Im looking for some opinions here regarding a customer's restaurant. He has 2 lamp u tube fluorescent light fixtures with 4100k lamps in them. He said they are too bright and add discoloration to the entrees. He wants less light and a warmer looking light. Does anyone have any recommendations on what type of lamp to install? Btw they are the egg crate type covers. He doesn't want different fixtures as he just installed new electronic ballasts in them. He mentioned pulling another switch leg in so only half are on and installing different lamps. Any other ideas out there? Lighting links? I primarily deal with customers wanting more light so im scratching my head a little on this one.

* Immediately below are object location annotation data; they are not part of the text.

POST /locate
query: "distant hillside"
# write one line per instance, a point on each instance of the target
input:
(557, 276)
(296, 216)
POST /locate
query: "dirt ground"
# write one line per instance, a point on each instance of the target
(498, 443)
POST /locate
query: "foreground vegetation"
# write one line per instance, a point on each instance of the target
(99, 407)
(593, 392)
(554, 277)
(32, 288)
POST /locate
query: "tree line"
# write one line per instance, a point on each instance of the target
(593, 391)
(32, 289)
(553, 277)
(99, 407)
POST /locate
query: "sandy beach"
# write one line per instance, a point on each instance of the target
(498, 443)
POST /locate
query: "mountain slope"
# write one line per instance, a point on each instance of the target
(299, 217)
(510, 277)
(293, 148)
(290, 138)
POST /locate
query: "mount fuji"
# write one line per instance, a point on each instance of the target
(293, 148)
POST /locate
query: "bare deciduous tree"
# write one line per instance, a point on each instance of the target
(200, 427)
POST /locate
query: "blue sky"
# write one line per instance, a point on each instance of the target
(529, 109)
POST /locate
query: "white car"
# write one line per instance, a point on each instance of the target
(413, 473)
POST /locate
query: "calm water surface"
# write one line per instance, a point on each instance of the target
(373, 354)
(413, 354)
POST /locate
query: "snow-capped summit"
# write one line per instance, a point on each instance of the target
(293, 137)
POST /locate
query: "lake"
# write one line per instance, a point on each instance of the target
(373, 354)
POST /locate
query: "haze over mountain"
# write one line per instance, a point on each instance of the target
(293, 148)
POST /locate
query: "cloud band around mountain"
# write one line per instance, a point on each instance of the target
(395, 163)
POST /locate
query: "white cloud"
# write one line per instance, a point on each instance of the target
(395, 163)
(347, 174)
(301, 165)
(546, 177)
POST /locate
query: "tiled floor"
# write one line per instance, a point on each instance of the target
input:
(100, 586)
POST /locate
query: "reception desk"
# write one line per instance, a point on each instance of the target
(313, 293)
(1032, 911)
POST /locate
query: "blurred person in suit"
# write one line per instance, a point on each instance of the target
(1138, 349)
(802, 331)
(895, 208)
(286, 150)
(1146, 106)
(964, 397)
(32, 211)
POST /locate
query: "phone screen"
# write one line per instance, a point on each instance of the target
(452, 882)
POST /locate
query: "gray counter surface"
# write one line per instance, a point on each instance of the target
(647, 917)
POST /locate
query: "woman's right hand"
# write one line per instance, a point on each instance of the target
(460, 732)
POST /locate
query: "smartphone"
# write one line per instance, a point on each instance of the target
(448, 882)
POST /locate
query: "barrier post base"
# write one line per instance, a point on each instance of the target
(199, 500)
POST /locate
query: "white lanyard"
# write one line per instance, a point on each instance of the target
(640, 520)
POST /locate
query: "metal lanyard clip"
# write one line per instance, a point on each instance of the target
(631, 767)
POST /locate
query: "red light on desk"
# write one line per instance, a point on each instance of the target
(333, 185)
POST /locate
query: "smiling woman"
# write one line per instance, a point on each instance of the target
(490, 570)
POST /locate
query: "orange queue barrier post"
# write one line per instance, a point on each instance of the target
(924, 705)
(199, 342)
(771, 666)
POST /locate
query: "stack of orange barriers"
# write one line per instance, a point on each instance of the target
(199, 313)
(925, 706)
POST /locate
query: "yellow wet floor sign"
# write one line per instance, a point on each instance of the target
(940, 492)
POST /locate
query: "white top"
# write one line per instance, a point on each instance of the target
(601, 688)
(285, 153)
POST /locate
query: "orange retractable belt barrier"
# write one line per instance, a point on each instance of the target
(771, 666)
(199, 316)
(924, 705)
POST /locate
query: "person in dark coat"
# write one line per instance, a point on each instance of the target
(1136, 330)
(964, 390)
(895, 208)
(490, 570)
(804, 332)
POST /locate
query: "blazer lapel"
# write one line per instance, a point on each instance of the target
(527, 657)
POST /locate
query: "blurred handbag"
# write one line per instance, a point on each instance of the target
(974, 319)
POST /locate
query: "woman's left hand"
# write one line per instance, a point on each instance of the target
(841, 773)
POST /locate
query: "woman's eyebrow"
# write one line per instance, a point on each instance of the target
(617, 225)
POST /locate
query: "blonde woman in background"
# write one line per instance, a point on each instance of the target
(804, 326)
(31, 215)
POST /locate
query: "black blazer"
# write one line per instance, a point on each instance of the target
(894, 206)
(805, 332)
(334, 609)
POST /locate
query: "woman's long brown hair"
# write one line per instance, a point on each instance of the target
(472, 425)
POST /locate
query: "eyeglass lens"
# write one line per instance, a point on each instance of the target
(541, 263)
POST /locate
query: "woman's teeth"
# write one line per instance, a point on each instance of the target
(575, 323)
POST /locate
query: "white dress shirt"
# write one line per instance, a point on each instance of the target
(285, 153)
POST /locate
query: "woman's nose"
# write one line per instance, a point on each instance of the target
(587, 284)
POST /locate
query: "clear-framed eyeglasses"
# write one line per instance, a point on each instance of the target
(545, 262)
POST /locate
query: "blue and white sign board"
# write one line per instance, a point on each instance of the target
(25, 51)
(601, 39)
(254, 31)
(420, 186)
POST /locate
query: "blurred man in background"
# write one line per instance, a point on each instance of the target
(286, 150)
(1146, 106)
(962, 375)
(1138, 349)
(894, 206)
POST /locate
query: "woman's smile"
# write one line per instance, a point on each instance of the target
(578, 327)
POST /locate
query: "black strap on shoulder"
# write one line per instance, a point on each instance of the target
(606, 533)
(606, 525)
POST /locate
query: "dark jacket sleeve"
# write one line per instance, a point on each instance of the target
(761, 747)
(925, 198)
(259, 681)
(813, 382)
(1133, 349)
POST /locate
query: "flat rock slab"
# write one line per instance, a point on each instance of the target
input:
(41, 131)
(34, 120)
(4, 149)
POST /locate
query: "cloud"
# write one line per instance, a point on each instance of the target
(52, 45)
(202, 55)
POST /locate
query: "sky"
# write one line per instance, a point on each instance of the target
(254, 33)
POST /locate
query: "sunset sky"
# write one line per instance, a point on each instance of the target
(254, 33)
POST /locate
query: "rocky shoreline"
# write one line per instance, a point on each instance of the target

Thanks!


----------



## electricmanscott (Feb 11, 2010)

ANYTHING but what is there.


----------



## wy2ak (Apr 28, 2011)

I agree! To give a little more info the ceiling is 10’. Crazy bright!


----------



## Electric_Light (Apr 6, 2010)

You can't change the output without putting some on a different switch as you mentioned or replacing with a lower ballast factor ballasts.

As for the lamps, try 830s (Philips and OSI 830, GE SPX, 3,000K). 

If the lamps are parallel wired and ballasts support it, you can run n-1 lamp(3 lamps on 4 lamp ballast, 1 lamp on 2 lamp ballast)

If he currently has SP41(~72CRI, 4100K), the 830 (85 CRI, 3,000K) gives "warmer" tone light and improved color rendition.

If ballasts allow it, I would favor delamping over leg switching, because the unlit lamps will make them look like they're burned out and not maintained properly.


----------



## electricmanscott (Feb 11, 2010)

What type of restaurant?


----------



## MarkyMark (Jan 31, 2009)

What color is the entrance area painted? Perhaps some similarly colored fluorescent tube sleeves?


----------



## wy2ak (Apr 28, 2011)

Thanks all for the help. Going to go with the 3k lights and remove some fixtures.


----------



## nitro71 (Sep 17, 2009)

I'd refer him to a lighting designer because lighting is way to subjective for my taste. No matter what you recommend it probably isn't going to be right.


----------